Contes symbolistes, Volume II – Remy de Gourmont, Histoires magiques (1894), Henri de Régnier, La Canne de jaspe (1897) – Édition présentée et annotée par Bertrand Vibert avec la collaboration de Marc Béghin et Alexia Kalantzis, ELLUG, 2011, 534 pages, 34 euros.

Schwob réédité en Pologne ·
Les publications de Marcel Schwob en polonais sont peu nombreuses et remontent au début du siècle dernier : Le Livre de Monelle (Lvov, 1907), La Croisade des enfants (traduite par Miriam Przesmycki dans Chimera), Vies imaginaires (traduites par Schiller en 1924), un conte du Roi au masque d’or (publié dans Wędrowiec).
Ces informations nous ont été données par Magdalena Hrdina et Kamil Sobczak (éditions HAPAX), qui rééditent Le Livre de Monelle (Księga Monelli) dans la traduction de la poétesse Bronislawa Ostrowska (1881-1928), mais en polonais modernisé. Ils annoncent également la publication, pour l’automne 2011, aux mêmes éditions HAPAX, du Roi au masque d’or, dont la traduction est en cours.

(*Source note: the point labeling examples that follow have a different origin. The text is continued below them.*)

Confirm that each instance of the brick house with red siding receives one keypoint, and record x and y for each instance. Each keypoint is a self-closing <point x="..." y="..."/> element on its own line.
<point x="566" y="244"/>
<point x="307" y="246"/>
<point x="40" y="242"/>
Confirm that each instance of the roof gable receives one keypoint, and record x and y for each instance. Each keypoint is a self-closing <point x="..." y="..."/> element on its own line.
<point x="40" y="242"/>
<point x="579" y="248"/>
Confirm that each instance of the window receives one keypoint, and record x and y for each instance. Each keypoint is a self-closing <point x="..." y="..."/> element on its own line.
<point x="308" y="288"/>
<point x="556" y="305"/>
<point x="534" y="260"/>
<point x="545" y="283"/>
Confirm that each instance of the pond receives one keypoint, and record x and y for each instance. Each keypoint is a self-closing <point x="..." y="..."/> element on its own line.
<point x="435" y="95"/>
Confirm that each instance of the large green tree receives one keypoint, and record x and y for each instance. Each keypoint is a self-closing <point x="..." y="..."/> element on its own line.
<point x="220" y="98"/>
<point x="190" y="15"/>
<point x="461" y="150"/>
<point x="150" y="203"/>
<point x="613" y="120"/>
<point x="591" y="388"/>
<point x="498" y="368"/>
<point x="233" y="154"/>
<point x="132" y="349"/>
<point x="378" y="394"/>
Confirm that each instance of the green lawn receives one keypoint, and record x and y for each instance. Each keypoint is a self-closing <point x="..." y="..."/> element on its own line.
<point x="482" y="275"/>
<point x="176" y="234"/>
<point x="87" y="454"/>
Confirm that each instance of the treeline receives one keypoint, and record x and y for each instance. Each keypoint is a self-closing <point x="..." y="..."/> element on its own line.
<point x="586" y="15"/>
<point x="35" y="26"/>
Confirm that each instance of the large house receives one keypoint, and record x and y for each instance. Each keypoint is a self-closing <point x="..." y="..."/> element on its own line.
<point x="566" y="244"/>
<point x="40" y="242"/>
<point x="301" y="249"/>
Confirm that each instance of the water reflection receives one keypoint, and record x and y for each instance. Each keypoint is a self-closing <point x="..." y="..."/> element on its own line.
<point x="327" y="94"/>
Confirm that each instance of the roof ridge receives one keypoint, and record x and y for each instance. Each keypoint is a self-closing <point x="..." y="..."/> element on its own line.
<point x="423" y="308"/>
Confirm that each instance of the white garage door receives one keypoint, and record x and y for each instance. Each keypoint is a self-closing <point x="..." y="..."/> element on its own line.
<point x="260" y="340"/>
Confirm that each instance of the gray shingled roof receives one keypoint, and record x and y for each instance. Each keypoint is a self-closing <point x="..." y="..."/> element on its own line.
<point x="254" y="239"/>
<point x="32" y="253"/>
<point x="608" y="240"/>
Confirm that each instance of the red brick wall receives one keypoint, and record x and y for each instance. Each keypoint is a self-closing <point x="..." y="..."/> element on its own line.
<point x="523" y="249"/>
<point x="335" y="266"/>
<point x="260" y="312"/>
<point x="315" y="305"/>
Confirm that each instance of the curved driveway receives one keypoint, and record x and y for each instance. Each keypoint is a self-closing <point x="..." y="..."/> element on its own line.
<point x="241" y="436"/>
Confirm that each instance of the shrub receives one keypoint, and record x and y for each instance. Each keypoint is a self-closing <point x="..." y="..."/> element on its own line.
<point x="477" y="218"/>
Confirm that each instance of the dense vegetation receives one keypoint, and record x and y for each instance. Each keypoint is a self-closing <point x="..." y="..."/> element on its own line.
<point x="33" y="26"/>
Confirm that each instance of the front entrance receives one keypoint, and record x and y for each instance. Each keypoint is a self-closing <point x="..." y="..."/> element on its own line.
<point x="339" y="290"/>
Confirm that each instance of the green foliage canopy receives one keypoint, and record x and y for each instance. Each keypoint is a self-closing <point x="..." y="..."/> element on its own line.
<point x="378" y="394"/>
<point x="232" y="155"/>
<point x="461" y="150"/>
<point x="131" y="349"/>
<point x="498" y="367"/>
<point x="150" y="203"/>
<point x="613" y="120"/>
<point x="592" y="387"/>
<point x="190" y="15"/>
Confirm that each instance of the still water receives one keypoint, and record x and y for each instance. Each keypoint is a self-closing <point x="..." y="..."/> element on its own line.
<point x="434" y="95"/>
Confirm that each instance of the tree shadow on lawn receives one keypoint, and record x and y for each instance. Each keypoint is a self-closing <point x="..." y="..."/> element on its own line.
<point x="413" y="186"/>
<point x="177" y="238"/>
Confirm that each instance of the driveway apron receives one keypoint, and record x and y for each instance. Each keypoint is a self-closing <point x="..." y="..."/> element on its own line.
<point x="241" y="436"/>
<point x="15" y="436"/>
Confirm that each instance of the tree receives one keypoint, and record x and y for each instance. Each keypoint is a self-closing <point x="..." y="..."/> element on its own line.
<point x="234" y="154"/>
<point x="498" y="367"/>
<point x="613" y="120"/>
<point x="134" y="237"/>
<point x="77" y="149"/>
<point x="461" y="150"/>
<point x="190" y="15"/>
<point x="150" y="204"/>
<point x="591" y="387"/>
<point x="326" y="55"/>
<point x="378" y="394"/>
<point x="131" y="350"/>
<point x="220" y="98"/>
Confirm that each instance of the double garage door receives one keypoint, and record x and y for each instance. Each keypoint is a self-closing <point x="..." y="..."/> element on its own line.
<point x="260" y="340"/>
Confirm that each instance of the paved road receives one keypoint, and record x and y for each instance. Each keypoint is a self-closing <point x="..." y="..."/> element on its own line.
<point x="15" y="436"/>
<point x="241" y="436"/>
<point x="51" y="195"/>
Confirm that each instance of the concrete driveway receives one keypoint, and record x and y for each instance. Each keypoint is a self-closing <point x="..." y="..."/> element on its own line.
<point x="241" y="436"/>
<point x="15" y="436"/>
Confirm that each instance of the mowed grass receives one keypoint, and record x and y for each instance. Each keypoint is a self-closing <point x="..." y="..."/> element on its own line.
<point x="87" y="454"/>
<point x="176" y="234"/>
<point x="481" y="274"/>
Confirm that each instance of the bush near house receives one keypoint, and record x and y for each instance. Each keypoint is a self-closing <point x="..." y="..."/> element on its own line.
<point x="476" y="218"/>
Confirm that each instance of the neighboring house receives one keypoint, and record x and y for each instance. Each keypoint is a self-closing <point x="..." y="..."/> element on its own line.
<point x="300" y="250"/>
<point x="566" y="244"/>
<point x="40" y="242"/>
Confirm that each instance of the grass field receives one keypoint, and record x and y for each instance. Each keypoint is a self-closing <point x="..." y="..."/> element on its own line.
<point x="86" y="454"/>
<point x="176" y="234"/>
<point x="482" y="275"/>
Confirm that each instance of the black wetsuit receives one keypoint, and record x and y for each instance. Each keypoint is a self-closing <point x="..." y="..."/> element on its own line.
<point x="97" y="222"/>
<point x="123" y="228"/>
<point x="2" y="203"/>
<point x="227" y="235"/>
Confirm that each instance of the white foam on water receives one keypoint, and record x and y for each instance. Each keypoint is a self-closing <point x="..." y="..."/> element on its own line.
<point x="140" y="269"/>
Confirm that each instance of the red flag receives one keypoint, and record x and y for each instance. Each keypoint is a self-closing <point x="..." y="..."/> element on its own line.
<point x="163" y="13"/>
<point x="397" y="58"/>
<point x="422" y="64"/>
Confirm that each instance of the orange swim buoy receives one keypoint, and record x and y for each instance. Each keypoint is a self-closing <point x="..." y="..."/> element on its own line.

Pour plus d’informations, la page de l’éditeur

Aloysius Bertrand et Marcel Schwob ·
Le Catalogue de la bibliothèque de Marcel Schwob ne contient, pour la rubrique Littérature française du XIXe siècle, que quinze ouvrages – dont quatre consacrés à Baudelaire – parmi lesquels un bel exemplaire de Gaspard de la nuit, fantaisies à la manière de Callot, par Louis Bertrand… par M. Charles Asselineau, Paris, Pincebourde, 1868, in-8,… Frontispice de Félicien Rops (n° 243).
C’est sur la parenté de ces deux écrivains que Gisèle Vanhese revient à plusieurs reprises dans son dernier article consacré à Aloysius Bertrand. L’ « alchimie du silence et de l’ellipse » opérée par le père du poème en prose annonce les « silences du récit » admirés par Marcel Schwob chez Stevenson et mis en œuvre dans ses propres écrits. Tel est notamment le sens des « blancs des pages », si importants aux yeux de Bertrand, et dans lesquels saura lire, écrit Schwob, le « bon gourmet de livres ». D’autre part, comme le fera Schwob, Bertrand privilégie le détail « qui transmute bien souvent le familier en infamilier (sic)». Signes de sa modernité, sa lutte contre le narratif et sa dilution, son obscurité énigmatique anticipent sur celles du conteur fin de siècle, et Gisèle Vanhese n’hésite pas à convoquer pour désigner sa vision plurielle et ambiguë « l’esprit géométral » attribué à Schwob par Marguerite Moreno. Même les thèmes coïncident parfois : les grandes peurs médiévales, entre reîtres et lépreux, sont communes aux « Chroniques » d’Aloysius Bertrand et à maints contes schwobiens.
Gisèle VANHESE, « Un sens à la fois précis et multiple. Poétique de l’ambigu dans Gaspard de la nuit » in Un livre d’art fantasque et vagabond. Gaspard de la nuit d’Aloysius Bertrand, sous la direction d’André Guyaux, Paris, Éditions Classiques Garnier, Coll. « rencontres », 2010, p. 67-82.